Communications Minister Dina Pule presented her budget vote speech to parliament on 21 May 2013, stating that “We have taken a decision to review the policy on the [set-top box] STB control system as one way of fast tracking the rollout of Digital Terrestrial Television (DTT) to make this system non-mandatory.”
A set-top-box (STB) will be needed to receive the new digital terrestrial television (DTT) signal. The goal is to get 8 million STBs into households by the end of 2015. The SA government plans to subsidise at least five million STBs.
Initially, the plan was to implement an STB control system to prevent the use of subsidised STBs outside of South Africa. The DoC wound up in court over its decision to have state-owned broadcaster Sentech handle the administering of South Africa’s STB control system. E-tv successfully argued that free-to-air broadcasters such as E-tv and SABC should have control over the conditional access system.
Shelving the STB control system policy will mean that an industry hurdle can be side-stepped and the STB manufacturing strategy can go forward.
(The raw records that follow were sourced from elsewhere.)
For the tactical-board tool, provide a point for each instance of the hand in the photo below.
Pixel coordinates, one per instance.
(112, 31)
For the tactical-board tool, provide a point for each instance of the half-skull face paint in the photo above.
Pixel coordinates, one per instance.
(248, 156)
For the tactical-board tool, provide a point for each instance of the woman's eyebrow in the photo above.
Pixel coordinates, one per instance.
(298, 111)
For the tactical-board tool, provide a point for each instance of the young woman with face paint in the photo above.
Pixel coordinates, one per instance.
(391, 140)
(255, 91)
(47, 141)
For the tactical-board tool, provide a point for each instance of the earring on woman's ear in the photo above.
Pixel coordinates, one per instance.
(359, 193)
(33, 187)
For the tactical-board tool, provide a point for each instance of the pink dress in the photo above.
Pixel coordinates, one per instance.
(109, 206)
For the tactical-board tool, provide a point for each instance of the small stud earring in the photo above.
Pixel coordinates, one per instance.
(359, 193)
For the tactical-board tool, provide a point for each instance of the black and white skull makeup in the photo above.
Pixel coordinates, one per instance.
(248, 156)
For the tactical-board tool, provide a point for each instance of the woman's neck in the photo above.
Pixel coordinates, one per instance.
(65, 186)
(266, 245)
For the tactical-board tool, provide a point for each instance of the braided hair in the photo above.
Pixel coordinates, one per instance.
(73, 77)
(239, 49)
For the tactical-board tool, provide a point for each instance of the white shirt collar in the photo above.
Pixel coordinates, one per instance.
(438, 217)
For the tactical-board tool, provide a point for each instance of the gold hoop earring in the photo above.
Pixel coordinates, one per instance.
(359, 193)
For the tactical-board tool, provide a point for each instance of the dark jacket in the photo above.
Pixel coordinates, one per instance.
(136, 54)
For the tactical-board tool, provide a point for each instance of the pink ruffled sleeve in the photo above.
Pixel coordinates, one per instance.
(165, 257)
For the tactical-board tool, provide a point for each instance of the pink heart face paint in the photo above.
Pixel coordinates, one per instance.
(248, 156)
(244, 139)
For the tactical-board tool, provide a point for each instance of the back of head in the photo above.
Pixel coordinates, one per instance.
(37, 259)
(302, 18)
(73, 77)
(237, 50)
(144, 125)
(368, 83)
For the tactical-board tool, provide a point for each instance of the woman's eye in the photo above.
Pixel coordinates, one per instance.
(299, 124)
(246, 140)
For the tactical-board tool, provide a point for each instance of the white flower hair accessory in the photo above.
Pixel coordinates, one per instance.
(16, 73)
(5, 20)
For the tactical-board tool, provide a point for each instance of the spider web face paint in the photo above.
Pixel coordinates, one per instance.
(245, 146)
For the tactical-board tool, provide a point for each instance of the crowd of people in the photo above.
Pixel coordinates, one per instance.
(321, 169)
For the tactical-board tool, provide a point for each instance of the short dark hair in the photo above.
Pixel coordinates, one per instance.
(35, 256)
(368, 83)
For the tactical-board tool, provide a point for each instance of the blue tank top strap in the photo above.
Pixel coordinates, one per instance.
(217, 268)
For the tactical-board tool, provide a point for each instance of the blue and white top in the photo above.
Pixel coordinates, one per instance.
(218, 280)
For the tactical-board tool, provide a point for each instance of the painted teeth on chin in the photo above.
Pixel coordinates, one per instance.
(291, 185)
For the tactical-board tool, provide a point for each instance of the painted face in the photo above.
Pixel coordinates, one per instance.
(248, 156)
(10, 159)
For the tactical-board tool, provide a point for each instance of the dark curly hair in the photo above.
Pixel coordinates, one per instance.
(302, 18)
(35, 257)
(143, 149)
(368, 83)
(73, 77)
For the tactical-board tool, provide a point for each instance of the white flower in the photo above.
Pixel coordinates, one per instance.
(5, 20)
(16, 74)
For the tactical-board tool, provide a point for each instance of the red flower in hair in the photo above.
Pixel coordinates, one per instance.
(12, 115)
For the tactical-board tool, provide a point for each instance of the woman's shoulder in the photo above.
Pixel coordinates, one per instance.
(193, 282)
This will be a big step toward South Africa coming close to meeting the International Telecommunication Union (ITU) global analogue TV switch-off date of June 2015.
However, the DoC’s deputy director-general, Themba Phiri is not optimistic about meeting this deadline, and was previously reported as saying that the government would have to negotiate with the ITU to protect its analog broadcast network after the 2015 deadline.
“We are ready to implement the Set-Top Box (STB) manufacturing strategy which requires 30 percent local content as part of the electronic industry development,” said Pule during her budget vote speech. “In June 2013, we shall launch the STB compliance lab in partnership with the Department of Trade and Industry and the SA Bureau of Standards. We have also finalised the subsidy plan for poor households supported by qualifying criteria.”
Touching on other goals along the path to digital television in SA, Pule said that ICASA has finalised the [digital terrestrial television (DTT)] broadcasting regulations, and she will shortly be releasing a notice in the Government Gazette setting the performance period for digital migration switch on.
Pule said that the “DTT transmission network roll out target of 84% population coverage via terrestrial transmitters will be reached by December 2013.” Currently, the DTT network covers 80 percent of the population said Pule.
For areas not covered by terrestrial transmitters, state-owned broadcaster Sentech will launch a Direct-To-Home satellite broadcasting service later this year. “This service will provide TV and radio coverage to the Square Kilometre Array and all other areas where there is no DTT signal,” said Pule.